Mariama Bâ, née en 1929 à Dakar, a légué à la littérature sénégalaise et africaine un héritage inestimable. Orpheline très tôt, elle fut élevée par ses grands-parents et bénéficia d’une éducation musulmane traditionnelle. Diplômée de l’Ecole Normale en 1947, elle débuta sa carrière d’institutrice et, malgré son statut de mère de neuf enfants, se consacra à la défense des droits des femmes. Pionnière de l’émancipation féminine, elle fut membre de plusieurs associations socioculturelles et son engagement reste gravé dans l’éducation, symbolisé par le Lycée des Jeunes Filles de Gorée qui porte aujourd’hui son nom : la Maison d’Éducation Mariama Ba (MEMBA).

Son premier roman, « Une si longue lettre », paru en 1979, est une œuvre marquante de la littérature africaine. Lauréate du Prix Noma en 1980, cette lettre poignante est un cri du cœur de Ramatoulye, une enseignante sénégalaise, à son amie Aissatou. À travers cette correspondance, Ramatoulye partage son désarroi face à sa propre vie. Mariée à un fonctionnaire, Modou Fall, et mère d’une dizaine d’enfants, sa vie bascule lorsque celui-ci l’abandonne pour épouser Binetou, une jeune fille proche de leur fille Daba.

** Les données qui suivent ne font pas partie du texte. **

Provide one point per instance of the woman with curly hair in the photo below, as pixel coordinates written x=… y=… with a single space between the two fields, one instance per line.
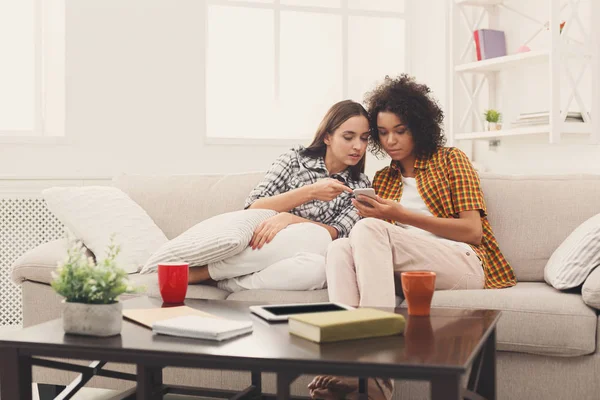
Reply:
x=429 y=215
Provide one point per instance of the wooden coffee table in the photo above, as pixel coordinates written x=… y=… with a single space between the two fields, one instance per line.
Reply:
x=440 y=349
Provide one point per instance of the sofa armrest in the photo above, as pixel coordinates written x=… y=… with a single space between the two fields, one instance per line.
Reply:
x=591 y=289
x=38 y=263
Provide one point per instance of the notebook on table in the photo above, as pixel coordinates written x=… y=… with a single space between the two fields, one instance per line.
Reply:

La mort de Modou laisse Ramatoulye seule, confrontée aux difficultés d’élever ses enfants.

Mariama Bâ dépeint avec justesse les tensions et les drames des mariages polygames. Les deux couples principaux, fondés sur une amitié d’enfance, se brisent sous le poids de considérations socioculturelles et traditionnelles. La société sénégalaise, dépeinte dans toute sa complexité, est mise en cause. Les personnages féminins, manipulés par des matriarches implacables, subissent les conséquences d’une tradition pesante et d’une modernité en conflit.

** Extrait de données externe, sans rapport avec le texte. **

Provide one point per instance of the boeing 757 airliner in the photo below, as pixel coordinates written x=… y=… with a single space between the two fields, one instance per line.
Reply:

À travers ce roman, Mariama Bâ aborde des thèmes cruciaux tels que la polygamie, l’amour, l’amitié, l’émancipation des femmes, l’éducation, et le système des castes. Elle offre un regard perspicace et critique sur une société en pleine mutation, déchirée entre modernité et traditions archaïques.

« Une si longue lettre » demeure une œuvre incontournable qui résonne encore aujourd’hui, témoignage intemporel des combats pour la liberté individuelle et la justice sociale.